Im weiteren Spielverlauf ergaben sich hüben wie drüben zwar noch einige Chancen in aussichtsreicher Position, wurden aber allesamt nicht genutzt. Der Schlusspfiff erlöste beide Teams dann aber auch von der Hitzeschlacht und ließ das beste Ismaninger Vorbereitungsspiel zu Ende gehen. Leidenberger war nach dem Spiel zufrieden: „Wir haben heute viele taktische Vorgaben umgesetzt und waren bereit als Team bis zum Limit zu gehen. Der eine oder andere Trainingsrückstand ist bei so einem Wetter dann doch noch zu erkennen, aber die Betroffenen werden das noch aufholen. Wichtig ist jetzt, den Schwung der Spiele mit in den Saisonstart zu bringen und sich nicht auf falschen Lorbeeren auszuruhen.“

Ein besonderes Lob hatte der Coach aber an diesem Spieltag auch noch für Maxi Ertl, der neben Sebastian Heinenberg Teil der Doppel-6 war und sich bei einem Spiel letztes Jahr unglücklich das Schlüsselbein brach und viele Wochen ausfiel. Er machte gegen Dornach sein erstes Spiel nach der schweren Verletzung. „Für Maxi freut es mich besonders, dass er wieder auf dem Platz steht und angreifen kann. Wie wichtig er mit seiner Ball – und Passsicherheit sowie seiner Spielübersicht ist, hat er heute eindrucksvoll bewiesen.
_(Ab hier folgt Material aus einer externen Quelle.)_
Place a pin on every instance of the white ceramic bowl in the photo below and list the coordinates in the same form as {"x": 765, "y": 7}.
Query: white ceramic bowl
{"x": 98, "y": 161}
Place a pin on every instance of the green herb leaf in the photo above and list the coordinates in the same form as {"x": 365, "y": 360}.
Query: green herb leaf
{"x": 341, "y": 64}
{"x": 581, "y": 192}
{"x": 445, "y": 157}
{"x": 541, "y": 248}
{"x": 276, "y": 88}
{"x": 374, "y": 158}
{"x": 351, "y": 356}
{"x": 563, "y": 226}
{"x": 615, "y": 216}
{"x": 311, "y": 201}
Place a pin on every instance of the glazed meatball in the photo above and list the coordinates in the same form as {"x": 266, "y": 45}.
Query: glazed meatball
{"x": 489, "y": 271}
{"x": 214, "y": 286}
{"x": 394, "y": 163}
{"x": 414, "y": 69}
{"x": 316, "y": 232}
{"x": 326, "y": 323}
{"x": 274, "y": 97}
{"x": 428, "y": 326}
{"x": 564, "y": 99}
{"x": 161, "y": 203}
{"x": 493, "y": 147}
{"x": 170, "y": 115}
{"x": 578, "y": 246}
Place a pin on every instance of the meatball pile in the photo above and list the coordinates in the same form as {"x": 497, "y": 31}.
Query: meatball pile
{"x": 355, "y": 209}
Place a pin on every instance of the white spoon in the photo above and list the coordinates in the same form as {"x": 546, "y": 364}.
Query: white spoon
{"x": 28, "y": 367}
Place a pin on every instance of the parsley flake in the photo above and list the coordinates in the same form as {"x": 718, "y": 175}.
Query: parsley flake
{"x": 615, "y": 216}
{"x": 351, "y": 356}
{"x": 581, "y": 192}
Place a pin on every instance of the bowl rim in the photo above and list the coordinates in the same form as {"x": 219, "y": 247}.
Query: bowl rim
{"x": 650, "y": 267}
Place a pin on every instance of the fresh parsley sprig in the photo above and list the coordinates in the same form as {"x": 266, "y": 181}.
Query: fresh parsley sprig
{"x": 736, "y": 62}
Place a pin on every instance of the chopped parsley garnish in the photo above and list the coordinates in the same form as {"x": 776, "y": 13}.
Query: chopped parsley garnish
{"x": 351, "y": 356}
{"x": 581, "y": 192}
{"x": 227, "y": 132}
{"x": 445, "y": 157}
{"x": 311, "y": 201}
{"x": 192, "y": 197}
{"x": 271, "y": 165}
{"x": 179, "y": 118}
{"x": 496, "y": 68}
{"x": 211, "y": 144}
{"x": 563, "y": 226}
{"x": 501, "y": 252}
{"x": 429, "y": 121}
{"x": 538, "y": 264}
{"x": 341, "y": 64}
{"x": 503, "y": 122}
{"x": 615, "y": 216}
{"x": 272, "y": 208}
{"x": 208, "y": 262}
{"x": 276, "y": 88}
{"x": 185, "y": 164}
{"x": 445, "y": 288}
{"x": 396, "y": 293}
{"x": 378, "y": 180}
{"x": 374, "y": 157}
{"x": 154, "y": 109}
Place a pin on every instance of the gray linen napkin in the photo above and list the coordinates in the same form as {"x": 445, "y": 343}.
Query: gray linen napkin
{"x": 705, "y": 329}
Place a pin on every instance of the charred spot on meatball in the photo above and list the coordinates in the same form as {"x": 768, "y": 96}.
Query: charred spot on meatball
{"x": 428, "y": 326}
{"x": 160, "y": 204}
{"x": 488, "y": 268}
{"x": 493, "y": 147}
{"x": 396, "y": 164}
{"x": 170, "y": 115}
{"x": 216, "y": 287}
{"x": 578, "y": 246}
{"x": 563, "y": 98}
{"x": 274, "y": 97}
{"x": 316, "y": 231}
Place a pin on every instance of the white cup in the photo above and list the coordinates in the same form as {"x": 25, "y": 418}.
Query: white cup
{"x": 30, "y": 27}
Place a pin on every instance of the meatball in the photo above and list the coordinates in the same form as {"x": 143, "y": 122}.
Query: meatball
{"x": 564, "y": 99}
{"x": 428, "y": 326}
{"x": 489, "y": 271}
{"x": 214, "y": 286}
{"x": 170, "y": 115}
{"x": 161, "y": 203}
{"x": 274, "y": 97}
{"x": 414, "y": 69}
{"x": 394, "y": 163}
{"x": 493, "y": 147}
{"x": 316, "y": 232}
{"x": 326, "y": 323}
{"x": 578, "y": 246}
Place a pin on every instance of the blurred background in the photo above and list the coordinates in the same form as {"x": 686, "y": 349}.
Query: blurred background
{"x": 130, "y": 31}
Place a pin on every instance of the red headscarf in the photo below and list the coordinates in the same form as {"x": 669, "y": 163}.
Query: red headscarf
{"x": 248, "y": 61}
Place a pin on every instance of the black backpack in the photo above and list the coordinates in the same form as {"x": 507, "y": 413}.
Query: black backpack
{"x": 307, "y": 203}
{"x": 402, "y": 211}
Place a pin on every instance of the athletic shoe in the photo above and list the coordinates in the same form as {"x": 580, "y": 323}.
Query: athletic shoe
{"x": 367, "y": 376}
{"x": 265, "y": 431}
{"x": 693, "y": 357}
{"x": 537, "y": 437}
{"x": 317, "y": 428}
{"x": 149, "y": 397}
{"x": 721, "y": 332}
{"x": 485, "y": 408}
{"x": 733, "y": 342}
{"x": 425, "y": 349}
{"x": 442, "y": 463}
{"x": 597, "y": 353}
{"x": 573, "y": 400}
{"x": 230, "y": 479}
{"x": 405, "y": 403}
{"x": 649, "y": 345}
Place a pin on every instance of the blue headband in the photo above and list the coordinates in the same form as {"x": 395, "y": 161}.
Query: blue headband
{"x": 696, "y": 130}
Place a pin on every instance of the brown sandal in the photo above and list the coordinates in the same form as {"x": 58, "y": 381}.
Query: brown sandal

Wenn er Spielzeiten bekommt und den einen oder anderen Impuls noch mitnimmt, bin ich sicher, dass er einige Spielverläufe maßgeblich mitentscheidet. Da sehe ich richtig viel Potential und es macht Spaß ihm zuzuschauen.“        

Am kommenden Samstag treffen die Ismaninger bereits um 12:30 Uhr auf Weissblau Allianz (auswärts) und läuten damit die neue Saison ein. Es bleibt zu hoffen, dass der Start unter neuer Regie anders verläuft, als das letzte Aufeinandertreffen der beiden Mannschaften. Dies konnten die Allianzer gegen stark angeschlagene Ismaninger mit 3:2 für sich entscheiden. Das soll diesmal anders aussehen.